Originally published in 1935 “may i feel said he” is one of E.E. Cummings’ most original and well-loved poems. Cummings’ avant-garde style of poetry, as well as traditional works,  is combined with themes of love, nature, relationships, and lust. His poems often rife with risque descriptions and satire. For a detailed description of E.E. Cummings and his writings, see my post here.


Ah, nothing like an erotic poem to start off the list. I was first introduced to this poem by hearing it read aloud to me. The reciter being someone who let’s just say–I had a romantic interest in. That alone made this poem even more interesting and titillating as my mind wandered and sought to divulge the full meaning of this arousing conversation between two people.

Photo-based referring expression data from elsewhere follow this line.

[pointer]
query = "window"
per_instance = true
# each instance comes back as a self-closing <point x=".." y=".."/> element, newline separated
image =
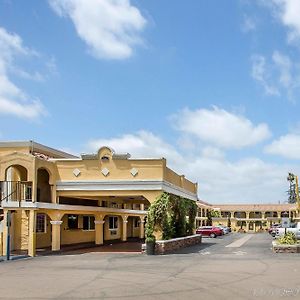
<point x="136" y="222"/>
<point x="88" y="223"/>
<point x="113" y="223"/>
<point x="72" y="221"/>
<point x="41" y="224"/>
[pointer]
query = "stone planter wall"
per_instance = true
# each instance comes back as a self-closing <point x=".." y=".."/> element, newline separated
<point x="285" y="248"/>
<point x="167" y="246"/>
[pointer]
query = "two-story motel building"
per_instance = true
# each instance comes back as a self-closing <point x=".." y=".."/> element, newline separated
<point x="246" y="217"/>
<point x="51" y="198"/>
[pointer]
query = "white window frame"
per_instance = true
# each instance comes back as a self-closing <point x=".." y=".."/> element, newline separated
<point x="45" y="224"/>
<point x="114" y="228"/>
<point x="89" y="223"/>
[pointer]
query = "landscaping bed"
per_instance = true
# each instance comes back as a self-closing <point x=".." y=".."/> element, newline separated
<point x="278" y="248"/>
<point x="169" y="246"/>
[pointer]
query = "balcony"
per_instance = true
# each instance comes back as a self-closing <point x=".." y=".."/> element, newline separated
<point x="15" y="191"/>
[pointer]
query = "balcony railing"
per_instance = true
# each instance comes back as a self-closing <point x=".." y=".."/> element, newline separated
<point x="15" y="191"/>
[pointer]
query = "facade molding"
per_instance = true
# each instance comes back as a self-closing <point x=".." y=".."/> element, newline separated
<point x="125" y="185"/>
<point x="67" y="207"/>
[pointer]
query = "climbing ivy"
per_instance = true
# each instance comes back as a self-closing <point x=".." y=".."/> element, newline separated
<point x="172" y="215"/>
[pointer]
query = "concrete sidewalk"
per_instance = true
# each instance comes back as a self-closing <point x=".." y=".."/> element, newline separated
<point x="207" y="271"/>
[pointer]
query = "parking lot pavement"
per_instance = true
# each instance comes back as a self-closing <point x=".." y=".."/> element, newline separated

As if Mr. Cummings last name wasn’t enough to elicit giggling from schoolchildren, this poem sure would do the trick. Jumping straight to images of sex, perhaps my poetically challenged mind originally missed any underlying themes. Although I think it’s fair to say this poem is mostly about sex. It starts off innocently enough until Cummings slides in a brilliant volta with the line “but your wife said she” Uh oh. Is this a possible illicit affair fueled by sexual desire?

Things To Note

  • Use of capitalization, or shall I say lack thereof. Notice the only capitalized word being “Mine” in the last line. A clear stylistic choice, but why?
  • Use of punctuation. Also lacking, except for the last stanza where we see a question mark and exclamation point, both said by “he”. Interesting.
  • And finally, parentheses. What do they mean? Are the lines inside the parentheses telling a different story? Something a bit more secretive?

Final Suggestion: Listen to the poem being read by Tom Hiddleston. Or better yet have a romantic love or someone you lust for read you the poem, or read the poem aloud together, switching off lines. Who knows what new emotions and meaning you might discover!